There was talk of sabotage, because 50 sailors died and the club represented the America the boys were fighting for. But everyone also knew that its chic and gaiety were part of a rip-roaring, gangster mentality that sold escapism for profit – and fatally sold it short.

When was the Cocoanut Grove Fire: November 28 1942

Where was the Cocoanut Grove Fire: Cocoanut Grove, Piedmont Street, Boston, Massachusetts, USA

What was the Cocoanut Grove Fire death toll: 492 dead, including a honeymoon couple, all four servicemen sons of a Wilmington family celebrating their leave, and Buck Jones, the Hollywood cowboy movie star.
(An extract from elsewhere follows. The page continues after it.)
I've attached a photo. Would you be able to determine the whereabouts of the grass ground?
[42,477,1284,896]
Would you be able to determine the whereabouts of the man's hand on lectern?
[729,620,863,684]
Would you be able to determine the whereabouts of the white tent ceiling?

You should know: The Grove’s owner was jailed for involuntary manslaughter for three and a half years; the busboy was exonerated; and the Boston Licensing Board prohibited any club from ever again using the name ‘Cocoanut Grove’. The disaster resulted directly in the creation and enforcement of safety laws in more or less the way we now recognize them, witness statements referred to a ‘flashover’ and 50 years later this was confirmed by a former Boston firefighter whose research revealed the presence at Cocoanut Grove of methyl chloride – a highly flammable gas propellant used in refrigeration in place of freon, which in wartime was in short supply.